So when someone is recommended, they are notified of that recommendation?

I believe that some folks aren't comfortable with "blowing their own horn"...


----------



## kilo charlie (Dec 18, 2022)

I agree.. there are definitely people who deserve this recognition!


----------



## boykjo (Dec 18, 2022)

GonnaSmoke said:


> So when someone is recommended, they are notified of that recommendation?
> 
> I believe that some folks aren't comfortable with "blowing their own horn"...


I believe they are not notified. IMO its not blowing your own horn. If you have met the requirements you should be considered for OTBS. This would elimimate some of the good ol boy club only group thought. You wont be considered if your name is not in the hat. Someone who is eligble for OTBS and doesnt get a recommendation from someone else IMO can slip through a crack if their name is not in the hat. The Admins will eventually decide who at the end. My 2 cents

Editted


----------



## gmc2003 (Dec 18, 2022)

I didn't think you could self-nominate. Oh well you learn something new everyday.

Chris


----------



## Steve H (Dec 18, 2022)

gmc2003 said:


> I didn't think you could self-nominate. Oh well you learn something new everyday.
> 
> Chris


I thought the same thing.


----------



## GonnaSmoke (Dec 18, 2022)

gmc2003 said:


> I didn't think you could self-nominate. Oh well you learn something new everyday.
> 
> Chris





Steve H said:


> I thought the same thing.


I kind of thought the same so I went back and did some reading. Found this quote from Brian, 

 bmudd14474
...


bmudd14474 said:


> in the end a peer recommends you.


Also found this...





						Nominating Criteria for the OTBS
					

This Post is for information on the Order of the Thin Blue Smoke, the requirements for membership and the current list of members.  When everything is going right when smoking, your smoke should be light with a bit of a bluish gray tint to it-not heavy and rolling.
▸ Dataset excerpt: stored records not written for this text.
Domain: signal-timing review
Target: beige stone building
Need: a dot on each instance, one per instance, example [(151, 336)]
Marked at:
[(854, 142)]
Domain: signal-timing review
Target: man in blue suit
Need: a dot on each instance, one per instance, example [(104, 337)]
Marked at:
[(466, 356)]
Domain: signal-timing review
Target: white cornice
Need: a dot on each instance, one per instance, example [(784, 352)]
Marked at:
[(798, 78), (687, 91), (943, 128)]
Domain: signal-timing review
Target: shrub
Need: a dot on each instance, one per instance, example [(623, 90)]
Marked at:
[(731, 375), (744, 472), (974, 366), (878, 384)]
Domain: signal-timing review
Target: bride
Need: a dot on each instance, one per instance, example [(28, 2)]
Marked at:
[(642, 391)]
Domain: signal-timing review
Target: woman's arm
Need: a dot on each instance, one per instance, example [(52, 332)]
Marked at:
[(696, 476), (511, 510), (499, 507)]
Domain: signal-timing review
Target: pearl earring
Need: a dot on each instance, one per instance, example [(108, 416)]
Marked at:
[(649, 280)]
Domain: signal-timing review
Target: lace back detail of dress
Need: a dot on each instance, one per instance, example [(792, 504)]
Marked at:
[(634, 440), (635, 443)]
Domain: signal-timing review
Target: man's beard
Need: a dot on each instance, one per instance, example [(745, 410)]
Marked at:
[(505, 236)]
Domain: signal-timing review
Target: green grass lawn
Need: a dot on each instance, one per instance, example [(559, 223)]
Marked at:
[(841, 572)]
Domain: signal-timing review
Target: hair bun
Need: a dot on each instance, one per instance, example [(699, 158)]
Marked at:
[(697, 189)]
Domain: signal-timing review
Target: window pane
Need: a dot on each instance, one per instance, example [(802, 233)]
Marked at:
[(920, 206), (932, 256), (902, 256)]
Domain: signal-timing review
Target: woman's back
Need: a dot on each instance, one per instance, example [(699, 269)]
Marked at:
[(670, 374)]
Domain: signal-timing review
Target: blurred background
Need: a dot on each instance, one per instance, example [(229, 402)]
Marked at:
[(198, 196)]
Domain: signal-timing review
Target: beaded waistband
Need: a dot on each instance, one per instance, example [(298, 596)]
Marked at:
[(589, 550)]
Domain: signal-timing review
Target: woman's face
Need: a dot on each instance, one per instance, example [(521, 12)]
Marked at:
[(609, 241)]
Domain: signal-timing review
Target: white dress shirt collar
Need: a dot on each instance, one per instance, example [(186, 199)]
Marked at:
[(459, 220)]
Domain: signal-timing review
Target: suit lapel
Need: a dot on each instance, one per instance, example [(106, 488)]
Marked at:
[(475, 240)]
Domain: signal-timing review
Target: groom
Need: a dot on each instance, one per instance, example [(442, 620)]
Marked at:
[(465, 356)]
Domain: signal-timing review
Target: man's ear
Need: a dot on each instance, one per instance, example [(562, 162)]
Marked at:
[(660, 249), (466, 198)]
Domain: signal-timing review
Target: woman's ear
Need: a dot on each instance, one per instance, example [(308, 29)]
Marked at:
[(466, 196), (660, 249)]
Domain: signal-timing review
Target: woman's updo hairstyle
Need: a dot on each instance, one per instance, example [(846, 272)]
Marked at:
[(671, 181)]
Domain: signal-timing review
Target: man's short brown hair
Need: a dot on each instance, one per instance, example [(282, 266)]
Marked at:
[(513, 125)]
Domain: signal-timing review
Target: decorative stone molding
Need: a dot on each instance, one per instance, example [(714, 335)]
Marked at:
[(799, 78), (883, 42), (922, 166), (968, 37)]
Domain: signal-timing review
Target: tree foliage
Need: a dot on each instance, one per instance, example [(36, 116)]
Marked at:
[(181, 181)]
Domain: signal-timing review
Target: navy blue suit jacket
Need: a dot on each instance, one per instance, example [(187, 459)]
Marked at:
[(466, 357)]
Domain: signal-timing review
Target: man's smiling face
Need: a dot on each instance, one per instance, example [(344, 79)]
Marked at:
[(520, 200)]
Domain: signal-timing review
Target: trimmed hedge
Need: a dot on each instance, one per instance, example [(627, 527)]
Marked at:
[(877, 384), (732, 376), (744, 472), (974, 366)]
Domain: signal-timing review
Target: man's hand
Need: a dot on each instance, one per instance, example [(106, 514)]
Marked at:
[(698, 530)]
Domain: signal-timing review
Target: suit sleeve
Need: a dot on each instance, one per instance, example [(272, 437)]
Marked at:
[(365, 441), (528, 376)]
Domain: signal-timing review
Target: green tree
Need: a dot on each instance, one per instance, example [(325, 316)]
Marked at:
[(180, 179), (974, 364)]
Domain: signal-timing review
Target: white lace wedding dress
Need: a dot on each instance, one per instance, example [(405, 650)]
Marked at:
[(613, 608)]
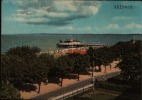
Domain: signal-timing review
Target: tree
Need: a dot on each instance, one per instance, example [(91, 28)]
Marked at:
[(12, 69), (131, 68), (39, 71), (8, 91), (25, 52)]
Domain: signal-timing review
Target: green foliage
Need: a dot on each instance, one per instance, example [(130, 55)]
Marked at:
[(131, 68), (8, 91), (23, 51)]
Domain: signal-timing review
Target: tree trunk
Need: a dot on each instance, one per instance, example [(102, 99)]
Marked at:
[(39, 87), (100, 68), (61, 81), (78, 75), (93, 69)]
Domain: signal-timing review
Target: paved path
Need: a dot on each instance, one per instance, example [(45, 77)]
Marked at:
[(72, 87)]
This is referred to as the...




					www.smokingmeatforums.com
				




It doesn't specifically say that one can't self-nominate...


----------



## Displaced Texan (Dec 18, 2022)

GonnaSmoke said:


> I kind of thought the same so I went back and did some reading. Found this quote from Brian,
> 
> bmudd14474
> ...
> ...


There you go. It's like the Federal Aviation Regulations. At my first job they said, if it doesn't say in the FARs that you can't do it, then you can do it lol.


----------



## pineywoods (Dec 18, 2022)

Members can make recommendations to any Moderator or Admin they usually have a list of their own and when it comes time they will submit lists to the OTBS staff. OTBS staff will consider each member recommended and make sure they meet all the requirements members are not notified.
Before recommending someone please try to make sure they meet the requirements it makes things easier for eveybody


----------



## Dutch (Dec 22, 2022)

boykjo said:


> I believe they are not notified. IMO its not blowing your own horn. If you have met the requirements you should be considered for OTBS. This would elimimate some of the good ol boy club only group thought. You wont be considered if your name is not in the hat. Someone who is eligble for OTBS and doesnt get a recommendation from someone else IMO can slip through a crack if their name is not in the hat. The Admins will eventually decide who at the end. My 2 cents
> 
> Editted


I experimented with notifying nominated members. When the final decision was made and they weren't selected,  it led to hurt feelings and demands for an explanation as to why. That said, I did it once to see how it would work and it didn't!


----------



## clifish (Dec 22, 2022)

Dutch said:


> I experimented with notifying nominated members. When the final decision was made and they weren't selected,  it led to hurt feelings and demands for an explanation as to why. That said, I did it once to see how it would work and it didn't!


I can see that,  to me if one is recognized that is great,  but if you need to be put on a pedestal to feel good about yourself one has greater problems.


----------